A media release from Save Our Heritage Organization based on an interview Parker did with Jarmusch and Soderberg in 2009.
PHOTO: Robert Miles Parker in the 1980’s: self-portrait, courtesy Save Our Heritage Organization.
Save Our Heritage Organization (SOHO) was sad to receive word of the passing of our founder Robert Miles Parker from his longtime partner, David Vanleer. Miles spoke about his founding of SOHO with great pride: “I don’t think about pride much. I don’t think about that stuff...but I am prouder than I know how to define the word. It is pretty amazing to look at what SOHO is doing still.”
Miles was a colorful, charismatic, and outspoken man. A renowned artist, his drawings have been published in magazines and newspapers such as San Diego Magazine, Sacramento Magazine and the New York Times, and collected in the books Images of American Architecture (1982), L.A. (1984), and Upper West Side: New York (1988). His work garnered him national attention, including two appearances on the Today Show with Barbara Walters. Additionally, he taught art at both Adult Night School and at College level.

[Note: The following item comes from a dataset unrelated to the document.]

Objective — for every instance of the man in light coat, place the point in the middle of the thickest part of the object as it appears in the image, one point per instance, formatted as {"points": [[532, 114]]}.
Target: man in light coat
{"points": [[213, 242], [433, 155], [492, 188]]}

Miles began SOHO with a sign on a plain board that he put up at the Sherman-Gilbert House reading “Save This House” along with his phone number. “A billion people called,” he remembered. “I had no plans for that … evidently a whole lot of people felt the way I did.”
He saved all the money he earned teaching for travel. “My plan was to always travel,” he said. “I could never get a normal job; I just couldn’t be structured.” Miles had just returned from hitchhiking around Europe for a year when he heard about plans to tear down the Sherman-Gilbert House and replace it with a “two-story cement beast.”
Miles recalled the very first SOHO meeting: “I’d like to think it was about 50 people showing up at my house on a rainy dreary early January Sunday afternoon in 1969.” He told the gathering, “I don’t know what to do. I don’t know what WE’RE going to do. It was Carol Lindemulder who kicked me and said, ‘Well, you’re going to start an organization, and your life will forever be different.’ She was right, it was forever different, certainly in a better way.”
Robert Miles Parker credited his caring for his neighborhood and city to his Southern upbringing. “I was born in the South, of a billion generations of Southerners.” He spoke about being taught to respect country, society, and community, but to do things for the community. “I grew up believing, still, that we have an obligation to take care of our place. We have to make it better. We have to do that...I just think it is my duty to do my job. And SOHO was my job!”
He spoke about his love for the city, and it was his interpretation of San Diego history that shaped his views as a historic preservationist. “San Diego, I think, is a holy place. Madame Blavatsky (through the mission of Madame Tingley’s Theosophical Society in Point Loma) was here. The Rosicrucians were here. The Indians considered this holy land. The first settlers, I think appreciated that. I think the monied families, like the Klaubers, appreciated that, and built wonderful things. Jessop comes to mind. Walker Scott comes to mind. But then the next generation didn’t care and began to tear them down. And I don’t think anyone has cared since.”
“In the old days it was the ‘geranium growers’ vs. the developers. I came here in the 1940’s as a little boy. It was the ‘geranium growers’ who were in power, and it was such a neat place. It was just so comfy. I think it is interesting the city went from being a holy place to a place of destruction. So it is our battle to pull it back.”
Miles spoke about his role as SOHO founder. “I delegated like mad. There were Carol Lindemulder and Nick Fintzelberg who understood money and land, all the things that never interested me. All I had to do was to be outrageous, which is my nature, so I didn’t have to do anything! Except of course I really believed in what was happening. It became more than saving the Sherman-Gilbert House, it became about saving the city.”
“I discovered when I traveled around if there weren’t a little Miles Parker there, then the city was doomed. But there were Miles Parkers. I met one in St. Louis who saved his neighborhood. I met one in Washington. I met one in Northern California. But it didn’t happen if there wasn’t a rebel rouser. Most places didn’t have it, and most places are horrible looking. We were lucky. San Diego was lucky. We were all lucky.”
Miles eventually left San Diego to live in New York City. “I had super adventures as a San Diegan. But I spent all my years in San Diego battling, I think.”
Rest in peace, Miles. We’re proud to carry on the battle for you, the battle you so passionately fought. You inspired us all.